The exhibit harbors a number of Siena’s enamel-on-aluminum and gouache-on-paper paintings, which are chaotic yet extraordinarily symmetrical, resolutely systematic yet organic and abstract. “In Flatland” is just as the name suggests, a neutral combination of peach on yellow that generates a purposeful lack of dimension. Other paintings give undeniable presence and attention to line and color, appearing as the cross sections of marvelous geodes with labyrinthine strata or as the contour plots of nameless, amorphous entities.

Siena imparts a sort of human quality to his abstract figures in pieces like “Four Figures Connected,” a molten mess of stretched and inseparable limbs. The four figures are not only connected, but impossible to discern. There to perhaps expand on the themes of humanity and entanglement—be it helpless or joyous—is Hans Breder’s “Body-Sculpture,” a gelatin silver print of two bodies whose torsos are replaced by a reflection of their piled legs. Siena has both produced and acquired works that draw viewers into illusions of seamlessness and dismantle recognizable forms into curious configurations and colors that demand closer inspection.

The exhibit takes a darkly, eye-catching turn with “Flat Mole” and “Flat Mouse.” Sinewy strokes of gold paint create the sort of patterns that seem to be characteristic of Siena across the unexpected canvas of pressed rodent carcass. The visibility of tiny paws and contorted, barely identifiable features generates the effect of a monochromatic cubist drawing, contributing to the breadth of the collection.

“Enter the Faces” is an intricate, formulaic arrangement of countless rectangles, based upon carefully contemplated divisions of shapes within shapes within shapes. Like the logic board of some imaginary machine, the composition harbors a math of its own, a profusion of esoteric information. Siena’s Williams and Hammond typewriters add a dimension of technological eclecticism to the exhibit, as does his CURTA Calculating Machine. Between his art and the artifacts in his possession there lies a balance between poetic obsolescence and unattainability.

Select works from the studio—those given to Siena by acquaintances—perhaps represent the artist’s taste for flattened images and his affinity for the challenge of eliminating the third dimension. Anonymous aerial photographs compress the earth into single planes that can perhaps be compared to microscope slides; buildings and patches of land appear to writhe across the lens like innocuous bacteria. Katie Merz’s “Cancer,” on the other hand, utilizes the movement, placement, and density of clownish colors and hair-thin pen lines to convey a sense of disguised malignance. A variegated gouache mutant spreads ominously from a single corner of the page.

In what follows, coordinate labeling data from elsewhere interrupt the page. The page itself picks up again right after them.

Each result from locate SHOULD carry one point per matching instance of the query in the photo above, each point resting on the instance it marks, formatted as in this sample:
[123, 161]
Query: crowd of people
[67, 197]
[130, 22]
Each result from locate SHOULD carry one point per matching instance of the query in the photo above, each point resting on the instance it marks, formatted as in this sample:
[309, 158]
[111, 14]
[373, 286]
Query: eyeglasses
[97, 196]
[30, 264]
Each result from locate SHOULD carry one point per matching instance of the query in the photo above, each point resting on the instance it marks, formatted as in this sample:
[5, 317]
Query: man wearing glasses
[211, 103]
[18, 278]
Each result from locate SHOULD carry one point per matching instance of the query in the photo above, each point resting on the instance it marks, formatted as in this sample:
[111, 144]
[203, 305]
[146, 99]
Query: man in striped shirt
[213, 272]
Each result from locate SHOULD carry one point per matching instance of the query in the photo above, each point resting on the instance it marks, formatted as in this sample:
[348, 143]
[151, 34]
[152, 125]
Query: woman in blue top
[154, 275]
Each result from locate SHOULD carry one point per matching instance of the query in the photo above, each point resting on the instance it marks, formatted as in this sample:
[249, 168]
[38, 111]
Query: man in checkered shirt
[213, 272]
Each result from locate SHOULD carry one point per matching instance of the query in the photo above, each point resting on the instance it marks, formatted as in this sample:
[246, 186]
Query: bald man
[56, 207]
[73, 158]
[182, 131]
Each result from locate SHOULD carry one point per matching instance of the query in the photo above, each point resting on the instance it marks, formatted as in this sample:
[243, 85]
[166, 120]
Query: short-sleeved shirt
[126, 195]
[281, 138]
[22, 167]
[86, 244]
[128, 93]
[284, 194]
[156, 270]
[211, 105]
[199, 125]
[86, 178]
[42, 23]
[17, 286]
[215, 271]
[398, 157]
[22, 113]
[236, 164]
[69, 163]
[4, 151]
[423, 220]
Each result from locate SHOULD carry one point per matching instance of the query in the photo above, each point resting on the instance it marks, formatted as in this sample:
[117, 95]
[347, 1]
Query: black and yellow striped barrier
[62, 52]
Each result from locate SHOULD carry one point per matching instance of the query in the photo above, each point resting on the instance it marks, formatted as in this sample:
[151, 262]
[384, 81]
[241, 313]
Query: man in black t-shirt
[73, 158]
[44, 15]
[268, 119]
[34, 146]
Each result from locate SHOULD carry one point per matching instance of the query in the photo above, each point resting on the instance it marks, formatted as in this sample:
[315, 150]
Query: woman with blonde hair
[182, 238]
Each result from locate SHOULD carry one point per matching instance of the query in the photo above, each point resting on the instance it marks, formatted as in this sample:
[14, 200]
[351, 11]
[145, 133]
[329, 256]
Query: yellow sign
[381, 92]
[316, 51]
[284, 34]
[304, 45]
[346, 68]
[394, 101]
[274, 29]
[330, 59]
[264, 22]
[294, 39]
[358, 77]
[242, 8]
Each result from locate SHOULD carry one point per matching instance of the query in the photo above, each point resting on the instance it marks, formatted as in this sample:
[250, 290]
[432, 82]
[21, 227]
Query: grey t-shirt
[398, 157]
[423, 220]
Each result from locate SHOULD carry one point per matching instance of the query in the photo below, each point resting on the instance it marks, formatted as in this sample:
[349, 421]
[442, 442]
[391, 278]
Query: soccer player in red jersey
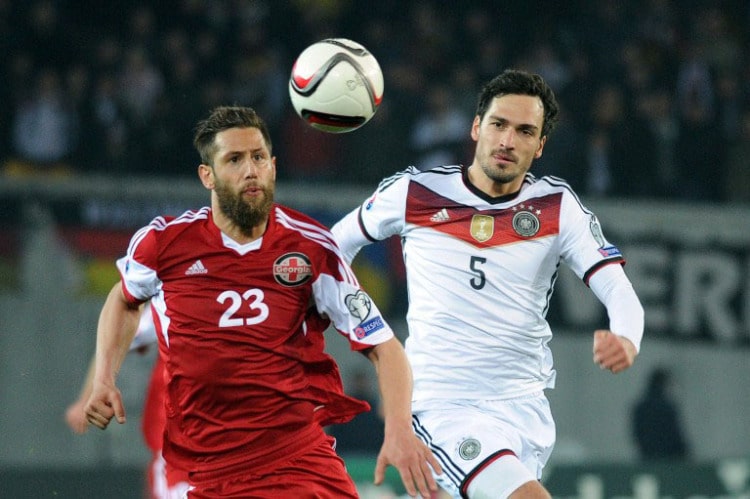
[242, 291]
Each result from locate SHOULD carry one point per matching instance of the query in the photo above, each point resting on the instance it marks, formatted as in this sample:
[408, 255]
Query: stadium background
[96, 107]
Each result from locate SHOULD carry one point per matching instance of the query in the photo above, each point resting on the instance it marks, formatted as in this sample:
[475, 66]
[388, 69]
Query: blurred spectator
[141, 84]
[619, 151]
[106, 130]
[657, 424]
[168, 62]
[656, 107]
[44, 127]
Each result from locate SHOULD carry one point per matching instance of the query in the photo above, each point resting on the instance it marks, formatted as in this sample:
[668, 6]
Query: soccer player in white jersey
[482, 247]
[243, 291]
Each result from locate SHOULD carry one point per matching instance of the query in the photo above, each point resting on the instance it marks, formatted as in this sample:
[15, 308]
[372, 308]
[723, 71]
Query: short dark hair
[518, 82]
[223, 118]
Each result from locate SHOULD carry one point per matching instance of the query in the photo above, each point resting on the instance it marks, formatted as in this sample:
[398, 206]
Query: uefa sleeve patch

Visual themes seem to take on a more acute presence when they are reduced to a single, expository plane. Two dimensions allow raw shapes and lines and to be the sole descriptor of objects and tone rather than the depth and shadow you find in three. In spite of their being constructed by different hands and various artistic intentions, many of the pieces in James Siena: From the Studio are mysteriously unified in their treatment of space and their tendency to leave drawing surfaces just as they are—planar, concise—delivering many cross-sections of life that are sometimes hard to decipher, though steadfastly expressive.